Dari situs gua puncak bukit tanpa nama, seseorang dapat melihat ke bawah ke Sungai Dordogne, desa St Julien de Lampon dan --- langsung di bawah, di sepanjang jalan raya --- Rouffillac, di mana, pada 8 Juni 1944, tentara Nazi mengunci 16 orang ke toko roti dan membakarnya hidup-hidup. Foto oleh Roger Bland.

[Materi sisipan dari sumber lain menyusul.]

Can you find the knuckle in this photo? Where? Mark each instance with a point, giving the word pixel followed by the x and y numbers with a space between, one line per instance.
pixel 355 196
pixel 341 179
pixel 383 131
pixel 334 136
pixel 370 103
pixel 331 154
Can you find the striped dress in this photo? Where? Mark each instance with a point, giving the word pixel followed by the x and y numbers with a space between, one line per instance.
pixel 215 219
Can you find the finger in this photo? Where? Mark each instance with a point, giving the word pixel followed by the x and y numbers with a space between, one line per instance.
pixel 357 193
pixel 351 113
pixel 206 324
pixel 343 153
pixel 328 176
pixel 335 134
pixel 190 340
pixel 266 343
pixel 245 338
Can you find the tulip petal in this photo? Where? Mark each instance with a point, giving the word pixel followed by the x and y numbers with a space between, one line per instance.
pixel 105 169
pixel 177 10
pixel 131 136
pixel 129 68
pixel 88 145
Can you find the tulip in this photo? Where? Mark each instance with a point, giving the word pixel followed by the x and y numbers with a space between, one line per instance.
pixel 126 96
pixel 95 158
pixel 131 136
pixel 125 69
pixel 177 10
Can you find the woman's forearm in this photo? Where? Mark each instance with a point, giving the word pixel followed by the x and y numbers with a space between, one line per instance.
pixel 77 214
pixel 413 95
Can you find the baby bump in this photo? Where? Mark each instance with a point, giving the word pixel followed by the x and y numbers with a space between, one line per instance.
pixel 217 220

Nazi akhirnya pergi. Mereka pergi ke utara setelah Hari-H untuk melawan Pasukan Sekutu di pantai Normandia — tetapi ketika mereka pergi, tentara Jerman melakukan kekejaman yang diingat oleh penduduk setempat selama tujuh dekade dan terus bertambah. Pada tanggal 8 Juni 1944, Mayor Adolf Diekmann, saat itu sedang meringkuk di Périgord dengan batalion Nazi-nya, berhenti tepat di bawah gua di dusun yang disebut Rouffilac. Dia menuntut agar pemilik membuat dia dan anak buahnya beberapa crepes. Dia menolak — jadi Diekmann membakarnya dan 15 lainnya hingga mati di toko roti. Kelompok tentara yang sama menewaskan 99 orang pada hari berikutnya di Tulle, dan sehari sesudahnya membakar hidup-hidup 642 lainnya di Oradour-sur-Glane, termasuk 205 anak-anak. Diekmann terbunuh dalam pertempuran sebelum dia bisa diadili karena kejahatan perang.
Melarikan diri dari kengerian semacam itu, orang-orang di daerah itu, termasuk para pejuang Perlawanan, datang ke lubang di gunung ini.
Di gua-gua lokal, lapisan-lapisan sejarah masa perang terbentang dalam. Saya berbicara dengan seorang pria di desa kami bernama Jean Lauvinerie. Sekarang berusia 86, dia masih remaja selama pendudukan Nazi, dan meskipun dia tidak tahu gua di atas Rouffillac, dia mengatakan kepada saya ketika kami berbicara di dapurnya bahwa banyak lubang lain di batuan dasar di sekitar St. Julien berfungsi sebagai tempat penyimpanan senjata dan persembunyian bagi para pejuang Perlawanan selama Perang Dunia II. Tuan Lauvinerie terlalu muda pada saat itu untuk berkelahi, tetapi ia bekerja sebagai kurir, mengirimkan pesan kepada para pria dan wanita bersembunyi di bukit. Lauvinerie akhirnya diakui oleh pemerintah atas bantuannya selama perang dan beberapa tahun setelah Jerman dikalahkan, Lauvinerie menerima sebuah band lengan kehormatan yang masih disimpannya dalam sebuah kotak di lemari, di rumah kecil miliknya dan istrinya di samping tukang jagal, di seberang gereja — tetapi dia menolak beberapa medali.
"Begitu banyak orang lain melakukan jauh lebih banyak daripada saya dalam perang, " katanya. "Dibandingkan dengan mereka, aku tidak pantas mendapatkan medali."

Hingga hari ini, jalan-jalan dan bangunan Oradour-sur-Glane tetap menjadi puing-puing. Tentara Nazi membunuh 642 orang di sini pada 10 Juni 1944, dua hari setelah mengamuk melewati St Julien de Lampon. Foto milik pengguna Flickr Verity Cridland.